# Calculate deflection of a beam with an arbitrary shape

I have a beam with rectangular cross section, but rather an strange shape in the length wise direction as seen below: So I have taken out the symmetry part of it: And it actually has some nice radius's due to metal forming: the beam is fixed at 0 and symmetric about 5. The Beam sees a Distributed load at s4. The distributed load is actually a gasket so when my beam deflect I actually need to iterate to make sure I reach a steady condition.

The reason why I would like analytic solution is for understanding of whats going on. The problem is a coupled problem, below the beam is a fluid flowing and also the beam has electric current flowing through it, so its all coupled and I would like to experiment with different materials. I have tried calculating the moment along the curve by saying that the axial force can be neglected and that the fixed(welded end) can rotate, it might not be 100% accurate but I assumed this will be close enough to the real world: and the moment seems to make sense: this also fits with FEM The problem is that I can not figure out how to calculate the deflection: Can you not simply take the derivative of the moment or something to get the deflection?

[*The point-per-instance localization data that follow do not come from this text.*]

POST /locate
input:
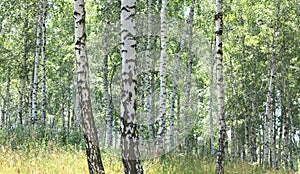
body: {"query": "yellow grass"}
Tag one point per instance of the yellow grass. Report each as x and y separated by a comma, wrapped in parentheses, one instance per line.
(52, 159)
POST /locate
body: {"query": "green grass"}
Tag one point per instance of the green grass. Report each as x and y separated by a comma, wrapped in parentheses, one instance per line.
(50, 159)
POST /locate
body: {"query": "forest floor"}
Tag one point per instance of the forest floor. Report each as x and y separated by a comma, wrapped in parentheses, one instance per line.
(52, 159)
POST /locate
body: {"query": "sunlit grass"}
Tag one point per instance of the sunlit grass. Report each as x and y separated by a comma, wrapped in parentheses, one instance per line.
(53, 159)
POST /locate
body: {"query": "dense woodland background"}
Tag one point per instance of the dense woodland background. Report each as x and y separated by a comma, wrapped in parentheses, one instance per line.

I have tried to solve this but it gives me completely wrong answer and not a nice symmetric deflection curve, I also need to guess the slope at the beginning of the beam and make sure it's the same as the end (6.03225deg). So I have the curve of the beam (inside/outside i.e outside -inside= thickness) as well as the moment and the Young's modulus and inertia of the cross section, so I should be able to calculate the deflection right? • Could you please clarify what the actual question is? Of course, it is possible to calculate the deflection, but if what you are asking is an explanation for the deviation from a FEM-model is, you should include results from that model. I will note that your calculation of the section forces isn't right: You'll need to include the axial force as well and note that you've described a statically indeterminate structure, so it is somewhat more work than this. Apr 6, 2020 at 16:36
• Also, your bending moment diagram is wrong: you say the ends are fixed, yet you have zero bending moment at the ends.
– Wasabi
Apr 6, 2020 at 18:45
• It's a bit cheating, but you can always use programs to give you an idea of what your bending moment diagram should look like. See here for the result I got from a very rough model (uniform vertical loading throughout the beam).
– Wasabi
Apr 6, 2020 at 18:55
• Thanks for the feedback, I have updated the question with more details Apr 7, 2020 at 11:29
• @Wasabi which program did you use? Did you apply the load only on the flat top part? Apr 15, 2020 at 14:19

• You don't give complete equations for both deflection and angular rotation, both the one you give for the deflection isn't correct. The curvature is $$\kappa(x) = \frac{M(x)}{EI}$$ and the angular rotation is $$\alpha(x) = \int_0^x \kappa(x) dx + C$$ with C being an integration constant. You seem to be using this, so so far so good. To calculate the deflection (ignoring the axial deformations for simplicity), you would use $$\frac{d\delta}{dx} = \alpha$$. For a straight beam, you could use $$\delta(x) = \int_0^x \alpha(x) dx + C_2$$ with $$C_2$$ being another integration constant, which I will note is not what you are doing. (You need to integrate the curvature twice to get a deflection.) As the beam isn't straight, the calculation becomes more complicated and you will need to use a vectorized version: $$\delta$$ is a deformation perpendicular to the beam and will change direction around the bends. In orders words, the underlying assumption of the integration, that $$\delta(x+dx) = \delta(x) + \alpha dx$$, is simply not true (in the non-vector version), because $$\delta(x)$$ and $$\alpha dx$$ are deformations in two different directions.